Issue date: 2/12/07 Section: Science & Technology
Washtenaw Community College's cyber defense team will be participating in the Michigan/Ohio Collegiate Cyber Defense Competition on Feb. 16-18. The event will be hosted at Eastern Michigan University, and is the first collegiate cyber defense competition for the states of Michigan and Ohio.

The competition involves seven schools, including WCC. Each team will have eight students who will build a network that supplies specified services and simultaneously defend it from professional hackers brought in for the competition from the Cyber Adversary Research Center.

The team has been preparing for months. Last November the team visited West Point Military Academy in New York for a day of cyber training. This not only educated the team more on cyber defense, but it also allowed the team to get to know each other better, said James Lewis, the competition director.

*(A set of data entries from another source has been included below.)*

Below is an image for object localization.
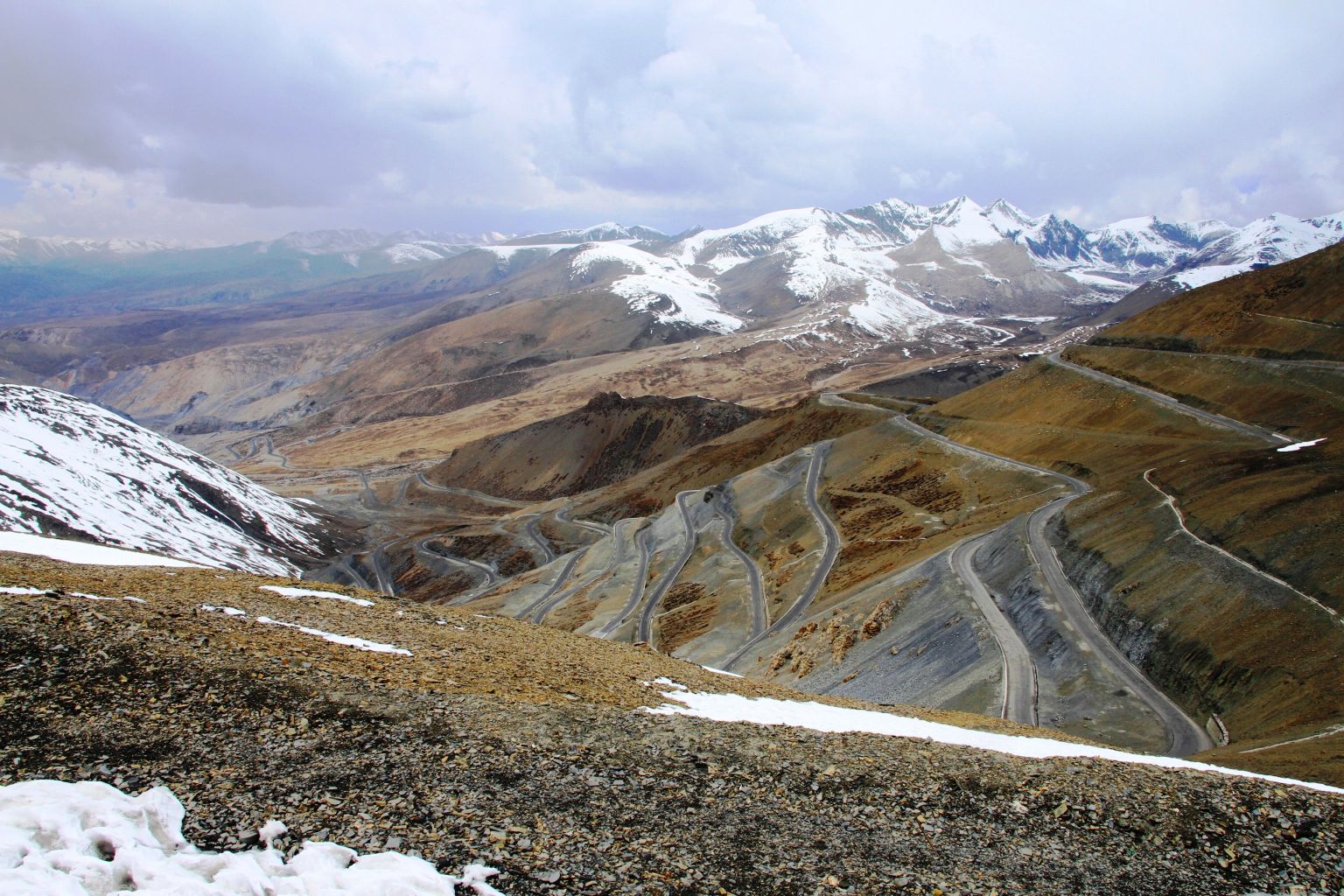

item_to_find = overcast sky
[0,0,1344,242]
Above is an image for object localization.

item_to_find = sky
[0,0,1344,242]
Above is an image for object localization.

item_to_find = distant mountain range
[0,386,346,575]
[0,196,1344,339]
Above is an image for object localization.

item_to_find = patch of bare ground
[1094,244,1344,361]
[0,555,1344,896]
[917,354,1344,779]
[1065,346,1344,441]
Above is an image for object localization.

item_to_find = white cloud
[0,0,1344,239]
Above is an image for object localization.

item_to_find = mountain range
[0,198,1344,896]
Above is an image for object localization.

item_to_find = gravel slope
[0,555,1344,896]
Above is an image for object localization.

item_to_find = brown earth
[426,392,762,500]
[1094,244,1344,361]
[0,555,1344,896]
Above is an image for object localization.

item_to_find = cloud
[0,0,1344,239]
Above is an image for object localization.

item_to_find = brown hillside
[917,349,1344,761]
[1093,243,1344,361]
[427,392,762,500]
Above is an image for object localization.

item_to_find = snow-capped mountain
[264,230,507,270]
[500,220,668,246]
[0,230,178,264]
[0,384,332,575]
[570,243,745,333]
[467,196,1344,340]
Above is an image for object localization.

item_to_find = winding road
[1144,467,1344,625]
[723,445,843,670]
[948,529,1038,725]
[634,489,704,643]
[714,494,766,638]
[411,472,532,508]
[1044,352,1293,444]
[368,545,396,597]
[555,508,620,536]
[514,548,587,620]
[816,389,1220,756]
[594,527,649,638]
[414,535,500,592]
[1027,494,1214,756]
[519,513,556,567]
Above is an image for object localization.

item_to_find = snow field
[200,603,414,657]
[0,386,320,575]
[0,780,504,896]
[644,678,1344,794]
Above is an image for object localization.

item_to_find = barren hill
[0,555,1344,896]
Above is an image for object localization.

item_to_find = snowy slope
[0,230,173,264]
[644,678,1344,794]
[0,384,321,575]
[506,220,667,246]
[0,780,502,896]
[667,206,946,337]
[570,243,743,333]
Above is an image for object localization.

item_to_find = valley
[8,194,1344,892]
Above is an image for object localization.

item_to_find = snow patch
[644,693,1344,794]
[200,603,414,657]
[570,243,746,333]
[258,584,374,607]
[1278,438,1325,452]
[0,780,502,896]
[1172,264,1250,289]
[0,386,321,575]
[0,531,204,570]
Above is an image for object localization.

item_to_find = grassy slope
[920,248,1344,771]
[1098,244,1344,361]
[427,394,762,500]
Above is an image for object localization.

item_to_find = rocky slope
[0,556,1344,896]
[426,392,762,500]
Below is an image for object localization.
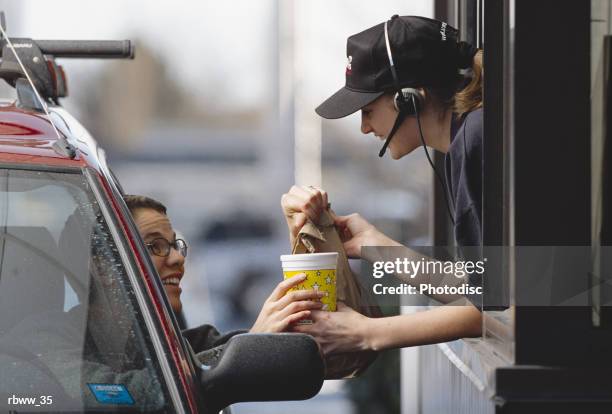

The team has also been preparing for the upcoming event by repeatedly building the network that the contest requires them to construct and ultimately defend. Prior to and during the building up of the network, all teams must defend their network from the professional hackers. To prepare for this aspect of the competition the team has been trying to break into the network they have built. Doing this allows the team to prepare defenses against the vulnerabilities they find, thus decreasing the chance that hackers will break in through that specific weak spot.

"I think the team's come together really well. The closer we get, the more refined they become," said Lewis. "These guys can build a fully functional network from scratch, configure... and test it in less than five hours, and if hacked, recover in a matter of minutes."

This competition is already much different from others of its kind. Not only because of requirements to build a network, as opposed to other competitions that have a network set up prior to the event that students defend, but also because the rules are different. The rules to be used at this competition have been established under international standards and have been approved in four other countries, said Lewis.